Başka Kayda Rastlanmadı: Reşad Ekrem Koçu ve İstanbul Ansiklopedisi Arşivi Salt ve Kadir Has Üniversitesi işbirliğiyle 2018’den bu yana yürütülen arşiv çalışmaları kapsamında, hem tarih hem sanat hem de edebiyatın alanına giren, hepsi arasındaki sınırları bulanıklaştıran bir başyapıtın hikâyesine ışık tutuyor. Reşad Ekrem Koçu’nun 11 ciltte ancak G harfine kadar gelebildiği ve bitirmeye ömrünün yetmediği meşhur yapıtının yayımlanamamış fasiküllerine dair birçok birikmiş belge, not, yazışma, fotoğraf ve çizim, sergi sayesinde ilk kez izleyiciyle buluşuyor. Basılı ciltlerle birlikte toplamda 40 bin öğelik bir belge grubunun sergi kapsamında filtrelenebilir şekilde çevrimiçi erişime açılması projesi ise Reşad Ekrem’in bu müstesna yapıtı bağlamında konuşulacak yeni tartışmaları müjdeliyor.

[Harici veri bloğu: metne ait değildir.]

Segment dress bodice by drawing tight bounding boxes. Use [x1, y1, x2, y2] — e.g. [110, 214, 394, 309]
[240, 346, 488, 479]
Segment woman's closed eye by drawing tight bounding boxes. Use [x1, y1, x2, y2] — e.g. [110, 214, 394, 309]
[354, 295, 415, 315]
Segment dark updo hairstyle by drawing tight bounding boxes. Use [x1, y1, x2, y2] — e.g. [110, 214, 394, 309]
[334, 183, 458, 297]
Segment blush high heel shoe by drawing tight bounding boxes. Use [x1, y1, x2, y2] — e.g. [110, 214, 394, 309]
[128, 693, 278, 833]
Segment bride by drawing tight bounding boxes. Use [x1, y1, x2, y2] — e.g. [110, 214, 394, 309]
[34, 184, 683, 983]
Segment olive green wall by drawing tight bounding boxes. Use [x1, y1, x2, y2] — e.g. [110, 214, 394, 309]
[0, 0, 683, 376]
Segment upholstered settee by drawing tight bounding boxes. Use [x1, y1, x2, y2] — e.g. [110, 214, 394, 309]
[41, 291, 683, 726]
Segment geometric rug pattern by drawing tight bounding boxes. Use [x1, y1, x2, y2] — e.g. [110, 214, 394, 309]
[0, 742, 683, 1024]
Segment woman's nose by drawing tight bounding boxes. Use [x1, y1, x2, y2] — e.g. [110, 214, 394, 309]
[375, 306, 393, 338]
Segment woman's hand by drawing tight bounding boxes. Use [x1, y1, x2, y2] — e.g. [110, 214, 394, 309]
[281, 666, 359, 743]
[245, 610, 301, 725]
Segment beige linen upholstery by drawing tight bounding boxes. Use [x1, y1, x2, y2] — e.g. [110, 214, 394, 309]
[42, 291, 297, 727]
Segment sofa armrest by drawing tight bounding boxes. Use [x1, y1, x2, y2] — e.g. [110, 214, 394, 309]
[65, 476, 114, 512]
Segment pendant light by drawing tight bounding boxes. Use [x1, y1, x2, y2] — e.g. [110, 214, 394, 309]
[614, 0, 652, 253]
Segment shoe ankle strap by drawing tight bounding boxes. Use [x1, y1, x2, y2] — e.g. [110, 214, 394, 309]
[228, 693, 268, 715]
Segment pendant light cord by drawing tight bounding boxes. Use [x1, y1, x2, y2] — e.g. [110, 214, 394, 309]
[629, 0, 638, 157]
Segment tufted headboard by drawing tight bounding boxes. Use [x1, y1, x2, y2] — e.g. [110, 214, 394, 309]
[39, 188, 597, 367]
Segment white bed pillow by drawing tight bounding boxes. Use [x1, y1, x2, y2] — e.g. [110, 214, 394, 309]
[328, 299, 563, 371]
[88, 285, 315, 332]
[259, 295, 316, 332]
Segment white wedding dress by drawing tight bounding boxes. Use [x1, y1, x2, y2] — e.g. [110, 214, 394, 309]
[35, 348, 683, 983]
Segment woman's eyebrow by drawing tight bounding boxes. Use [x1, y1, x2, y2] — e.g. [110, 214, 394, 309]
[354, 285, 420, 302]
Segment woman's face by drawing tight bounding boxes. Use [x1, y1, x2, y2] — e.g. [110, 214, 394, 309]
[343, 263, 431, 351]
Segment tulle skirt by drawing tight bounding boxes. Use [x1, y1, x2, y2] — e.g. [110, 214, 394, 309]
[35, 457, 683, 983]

Giriş ekranında yazarın her hikâyeden yeni tuhaflıklar devşiren bereketli sesini ve merakta sabitlenmiş gözlerini hatırladıktan sonra Merve’yle sergiye adım atıyoruz. Onun, “İlişkinizin kamusallıktan azade biricik tarihçesi,” cümlesini anarak giriyorum galeriye. On yılı aşkın arkadaşlığımız süresince Merve’nin, bir arşiv delisi olarak çektiği yüzlerce fotoğraftan bana düğün hediyesi olarak hazırladığı albümün giriş cümlesi bu. Reşad Ekrem Koçu’nun mekândan kişiye, kişiden hikâyeye, hikâyeden toplumsal gerçeklere sıçraya sıçraya genişlettiği, genişletmekten bitiremediği, bitirme kavramının anlamlarıyla oynadığı arşivine bakarken biriciklikleri, kamusallığı, ilişkileri ve Merve’nin fotoğraflarımıza düştüğü dipnotları düşünüyorum. Anların arşivlenmesi bağlantıları ve çerçeveyi, fotoğrafları ve ispatı, güzelce bir kapağı, bir çift sözü ve souvenir’leri beraberinde getiriyor.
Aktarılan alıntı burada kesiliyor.